The title of one of his songs, “I Can’t Stop Loving You” speaks of the pain that someone has as he or she looks back at a seemingly failed and broken relationship, but they just can’t let go. The song says that they can’t stop loving the object of their affections. Here are a few lines:

Those happy hours
That we once knew
So long ago
Still make me blue

They say that time
Heals a broken heart
But time has stood still
Since we’ve been apart

And the song concludes, after repeating the familiar refrain, “I Can’t Stop Loving You” several times,

So I’ll just live my life
In dreams of yesterday

With apologies to the late Ray Charles, I have modified the title of “I Can’t Stop Loving You” to He Can’t Stop Loving You so that we might change the nature of the discussion from a failed human relationship that cannot be revisited or rediscovered, to God’s permanent, loving relationship with us and his unconditional commitment to us.

Our keynote passage occurs within one of my favorite passages, the eleventh chapter of the Gospel of John.

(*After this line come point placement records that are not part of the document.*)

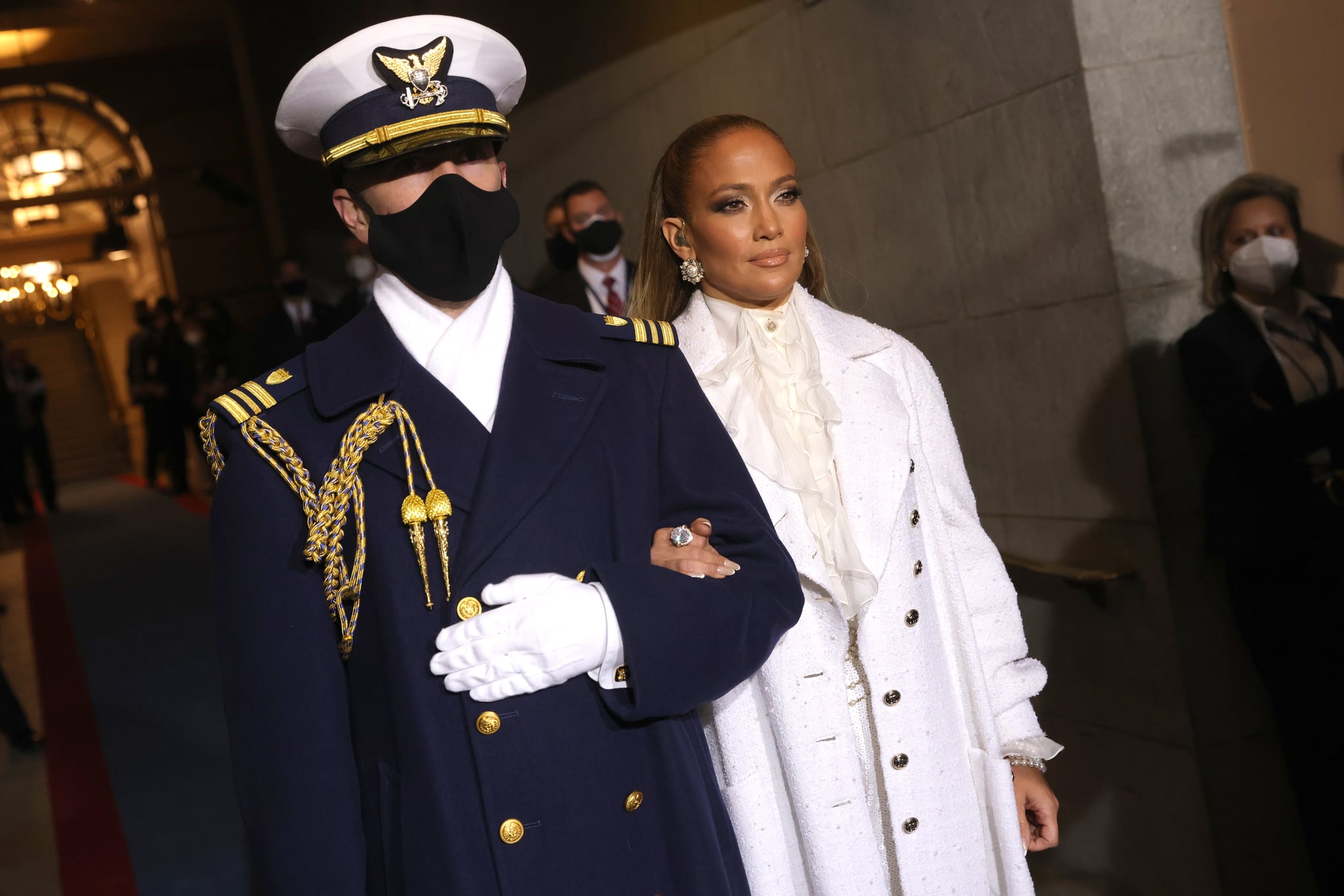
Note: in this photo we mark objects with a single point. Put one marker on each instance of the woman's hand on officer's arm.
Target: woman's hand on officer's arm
(1038, 809)
(696, 559)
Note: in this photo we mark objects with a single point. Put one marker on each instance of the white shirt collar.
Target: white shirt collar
(593, 277)
(467, 352)
(1305, 302)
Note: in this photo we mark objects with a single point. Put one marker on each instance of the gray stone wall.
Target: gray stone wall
(1011, 187)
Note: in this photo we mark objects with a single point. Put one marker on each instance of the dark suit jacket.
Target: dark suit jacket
(277, 340)
(368, 775)
(1260, 497)
(568, 288)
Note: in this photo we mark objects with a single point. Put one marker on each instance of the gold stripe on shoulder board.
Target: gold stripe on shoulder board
(234, 409)
(261, 396)
(246, 399)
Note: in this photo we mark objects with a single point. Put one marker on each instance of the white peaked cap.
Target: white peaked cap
(347, 71)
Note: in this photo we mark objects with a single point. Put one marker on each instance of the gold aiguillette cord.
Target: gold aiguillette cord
(434, 508)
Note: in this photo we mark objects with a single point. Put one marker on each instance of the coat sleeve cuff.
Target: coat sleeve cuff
(610, 675)
(1040, 747)
(1017, 723)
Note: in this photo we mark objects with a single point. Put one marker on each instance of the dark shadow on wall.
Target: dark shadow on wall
(1227, 708)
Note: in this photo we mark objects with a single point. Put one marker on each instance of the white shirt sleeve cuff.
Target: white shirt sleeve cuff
(614, 657)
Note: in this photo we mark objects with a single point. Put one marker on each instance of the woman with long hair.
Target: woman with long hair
(889, 744)
(1267, 373)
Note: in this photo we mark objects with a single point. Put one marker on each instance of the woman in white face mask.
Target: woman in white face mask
(1265, 370)
(889, 743)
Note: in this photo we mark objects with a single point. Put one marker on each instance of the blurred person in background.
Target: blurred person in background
(889, 744)
(15, 501)
(561, 255)
(299, 319)
(209, 357)
(601, 278)
(165, 390)
(14, 720)
(1265, 370)
(29, 393)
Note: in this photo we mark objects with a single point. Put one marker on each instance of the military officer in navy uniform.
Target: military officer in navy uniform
(450, 666)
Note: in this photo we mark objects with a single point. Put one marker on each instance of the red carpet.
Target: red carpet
(89, 838)
(190, 502)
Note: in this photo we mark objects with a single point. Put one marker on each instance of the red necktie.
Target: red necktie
(614, 304)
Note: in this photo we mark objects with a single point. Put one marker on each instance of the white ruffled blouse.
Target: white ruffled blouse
(769, 394)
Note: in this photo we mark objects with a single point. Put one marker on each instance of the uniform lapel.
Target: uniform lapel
(365, 360)
(872, 455)
(553, 384)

This chapter is like a spiritual magnet to me—this teaching about the death and resurrection of Lazarus keeps drawing me back to how relevant it is to our lives and relationship with God.

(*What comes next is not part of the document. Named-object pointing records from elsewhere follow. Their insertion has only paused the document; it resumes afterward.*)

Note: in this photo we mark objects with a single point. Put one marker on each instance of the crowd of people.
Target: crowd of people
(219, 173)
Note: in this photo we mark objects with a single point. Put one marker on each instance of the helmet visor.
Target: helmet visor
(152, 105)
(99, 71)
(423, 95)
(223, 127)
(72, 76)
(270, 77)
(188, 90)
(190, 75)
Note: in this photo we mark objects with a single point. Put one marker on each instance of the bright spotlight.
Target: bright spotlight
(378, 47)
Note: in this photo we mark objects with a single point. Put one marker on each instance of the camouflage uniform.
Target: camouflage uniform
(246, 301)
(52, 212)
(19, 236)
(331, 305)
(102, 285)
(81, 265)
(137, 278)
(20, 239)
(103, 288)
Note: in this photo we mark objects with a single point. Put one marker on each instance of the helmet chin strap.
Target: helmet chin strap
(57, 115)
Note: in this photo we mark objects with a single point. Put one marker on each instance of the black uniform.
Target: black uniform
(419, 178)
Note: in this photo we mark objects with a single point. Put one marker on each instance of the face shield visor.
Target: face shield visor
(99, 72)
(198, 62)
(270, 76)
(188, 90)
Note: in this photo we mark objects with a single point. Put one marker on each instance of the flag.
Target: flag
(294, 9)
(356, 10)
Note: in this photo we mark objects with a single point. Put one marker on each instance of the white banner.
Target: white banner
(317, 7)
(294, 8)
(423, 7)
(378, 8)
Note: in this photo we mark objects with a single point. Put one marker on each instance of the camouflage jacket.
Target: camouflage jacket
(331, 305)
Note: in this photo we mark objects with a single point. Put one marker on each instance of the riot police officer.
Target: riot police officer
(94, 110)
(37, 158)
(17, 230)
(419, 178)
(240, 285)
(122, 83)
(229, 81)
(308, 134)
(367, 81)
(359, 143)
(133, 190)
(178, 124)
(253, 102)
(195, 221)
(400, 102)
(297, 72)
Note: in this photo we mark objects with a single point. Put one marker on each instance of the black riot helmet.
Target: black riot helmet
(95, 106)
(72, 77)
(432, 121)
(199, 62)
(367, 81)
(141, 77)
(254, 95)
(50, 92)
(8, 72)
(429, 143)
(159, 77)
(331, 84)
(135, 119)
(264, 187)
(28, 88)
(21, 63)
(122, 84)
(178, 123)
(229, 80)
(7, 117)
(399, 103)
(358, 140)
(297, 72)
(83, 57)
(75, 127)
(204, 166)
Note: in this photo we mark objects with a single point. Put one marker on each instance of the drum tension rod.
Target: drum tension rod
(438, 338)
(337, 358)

Lazarus, of course, was not the only human Jesus loved then, and certainly not for that matter, the only one he ever loved. We know from John 3:16 that Jesus loves the entire world. His love for us is the very center of his being. His love defines and explains the very nature of God.

Jesus had a special friendship with Lazarus and his two sisters, Mary and Martha. This story is included in the Bible to tell us not only about Jesus’ special love for this family and his relationship with them at a painful and hard time, but of his unquenchable and unflagging love for us, a love that has no bounds.

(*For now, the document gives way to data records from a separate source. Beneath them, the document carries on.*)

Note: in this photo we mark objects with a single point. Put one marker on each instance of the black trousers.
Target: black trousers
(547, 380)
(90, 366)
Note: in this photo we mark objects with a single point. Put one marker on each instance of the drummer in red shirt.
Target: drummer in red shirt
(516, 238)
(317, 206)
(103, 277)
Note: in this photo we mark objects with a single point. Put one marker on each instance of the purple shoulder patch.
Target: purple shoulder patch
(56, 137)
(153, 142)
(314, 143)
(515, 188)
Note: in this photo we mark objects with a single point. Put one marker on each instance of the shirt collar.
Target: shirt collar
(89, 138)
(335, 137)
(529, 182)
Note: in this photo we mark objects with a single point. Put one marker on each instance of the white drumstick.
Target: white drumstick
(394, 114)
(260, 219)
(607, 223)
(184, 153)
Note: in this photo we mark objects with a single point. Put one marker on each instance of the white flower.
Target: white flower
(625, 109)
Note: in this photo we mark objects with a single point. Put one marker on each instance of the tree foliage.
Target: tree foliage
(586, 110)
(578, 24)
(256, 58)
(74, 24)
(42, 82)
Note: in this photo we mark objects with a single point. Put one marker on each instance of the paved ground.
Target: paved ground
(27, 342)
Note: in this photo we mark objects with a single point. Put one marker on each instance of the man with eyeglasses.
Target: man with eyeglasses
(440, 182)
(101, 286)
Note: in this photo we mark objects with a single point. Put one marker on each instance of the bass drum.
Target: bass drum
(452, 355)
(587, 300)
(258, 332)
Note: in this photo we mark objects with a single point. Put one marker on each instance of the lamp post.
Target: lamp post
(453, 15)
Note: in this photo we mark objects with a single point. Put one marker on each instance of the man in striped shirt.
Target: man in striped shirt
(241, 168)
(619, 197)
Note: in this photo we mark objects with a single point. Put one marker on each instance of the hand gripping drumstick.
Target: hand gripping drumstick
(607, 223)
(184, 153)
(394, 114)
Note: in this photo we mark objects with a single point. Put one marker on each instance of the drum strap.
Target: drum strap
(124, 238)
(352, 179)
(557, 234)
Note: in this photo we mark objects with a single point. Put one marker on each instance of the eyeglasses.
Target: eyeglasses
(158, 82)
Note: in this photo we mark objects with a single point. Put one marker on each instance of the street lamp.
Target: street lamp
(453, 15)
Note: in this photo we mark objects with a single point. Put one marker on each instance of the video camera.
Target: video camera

Lazarus then, is every man and every woman. This eleventh chapter of John relates the powerful story about Lazarus’ death and the grief of his family. It confronts the common enemy of all humanity—the power that death has over us, a vice-like grip around our necks, an enemy we humanly cannot overpower or escape from.

Jesus comes to this time and place of loss, and as God in the flesh expresses his absolute confidence that Lazarus’ death is a temporary condition. God is in the business of life, new life, resurrected life.

Our keynote passage is a text that is often read in funeral sermons to help the grieving wrestle with the implications of death. In our passage Jesus responds to Martha, who is upset because she believes Jesus should have come earlier and healed Lazarus.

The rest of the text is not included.